私がこの連載で書くことになっているテーマは「フランスの女性」なので、ムスリムの女性のことを少し書こう。ムスリムの女性たちはたしかにフランスの一般の女性と同じには語れないところがある。ムスリムのコミュニティーには家父長制が強く、女の子が自由に進学したり職業選択したりできなかったりする。性行動もフランス全体の女の子と比較して一般にはずっと慎ましいが、その裏返しとして避妊や中絶ができずに悲劇に至る若年女性も多い。宗教の印を身につけていてはいけない公立高校に被って行って大事件となったイスラムのスカーフ、あれを身につけている女性も沢山いる。フランス人には「女性抑圧の象徴」と言われているスカーフだ。しかし、こうしたことも、すべてのムスリム女性にあてはまるわけではない。
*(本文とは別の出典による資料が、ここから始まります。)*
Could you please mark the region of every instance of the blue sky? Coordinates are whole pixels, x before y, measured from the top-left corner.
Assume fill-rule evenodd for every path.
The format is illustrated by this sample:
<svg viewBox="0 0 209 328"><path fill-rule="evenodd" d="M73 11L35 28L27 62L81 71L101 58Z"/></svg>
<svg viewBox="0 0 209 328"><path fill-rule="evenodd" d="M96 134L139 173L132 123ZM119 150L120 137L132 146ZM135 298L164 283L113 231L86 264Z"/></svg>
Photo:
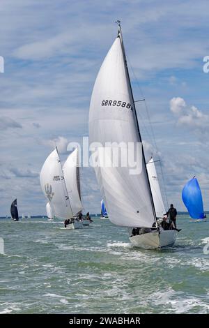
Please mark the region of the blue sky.
<svg viewBox="0 0 209 328"><path fill-rule="evenodd" d="M16 197L20 214L45 213L39 172L54 140L64 161L68 142L88 135L92 88L117 19L169 202L185 209L181 190L196 175L209 209L208 12L203 0L1 0L0 216ZM137 111L148 158L156 148L145 104ZM82 177L85 209L99 212L94 172L84 168Z"/></svg>

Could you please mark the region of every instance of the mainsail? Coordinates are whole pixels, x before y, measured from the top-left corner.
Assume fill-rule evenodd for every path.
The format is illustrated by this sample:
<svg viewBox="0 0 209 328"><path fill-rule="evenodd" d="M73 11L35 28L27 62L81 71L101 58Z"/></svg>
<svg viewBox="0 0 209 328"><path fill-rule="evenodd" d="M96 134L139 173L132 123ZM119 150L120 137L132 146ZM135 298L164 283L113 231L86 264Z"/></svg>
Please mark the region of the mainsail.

ムスリムは一色ではなく、フランスへの適応と宗教の遵守とのバランスの取り方は様々で、フランスと軋轢を起こさない人もたくさんいるのだ。
そういうムスリムたちにとって、テロを行うような過激分子は「同じムスリム」ではない。むしろ「迷惑な者」である。自分たちが「本来のイスラム教をちゃんと伝える」ことによって、過激な原理主義に走る若者を抑えることができると考えたりする。テロリストにイスラム教を名乗られることに違和感を抱く。
週刊新聞社襲撃はイエメンのアル・カイダに、他の二件はアル・カイダと反目するテロ組織「イスラム国」に繋がっているということだが、実際に犯行に及んだのは、アルジェリア系フランス人のクアシ兄弟とマリ系フランス人、アメディ・クリバリで、彼らの間には面識もあり、連携したという説もある。ということは、組織が厳格に組織したものではなく、ゆるい枠組みのなかで犯人たちが自発的に動いたものと考えられる。
国際的なテロ組織を背景にしているとはいえ、この事件は、テロに走ってしまう若者を生み出したフランスの国内問題と考えるべき部分が大きいのではないだろうか。
クアシ兄弟やクリバリのような若者をフランスは育ててしまったし、育ててしまっている。しかしそれは「ムスリム」だからなのだろうか? 彼らの家庭の貧しさや学校からの落ちこぼれや、軽罪で入れられた刑務所のことを、まず最初に考えてみるべきではないだろうか。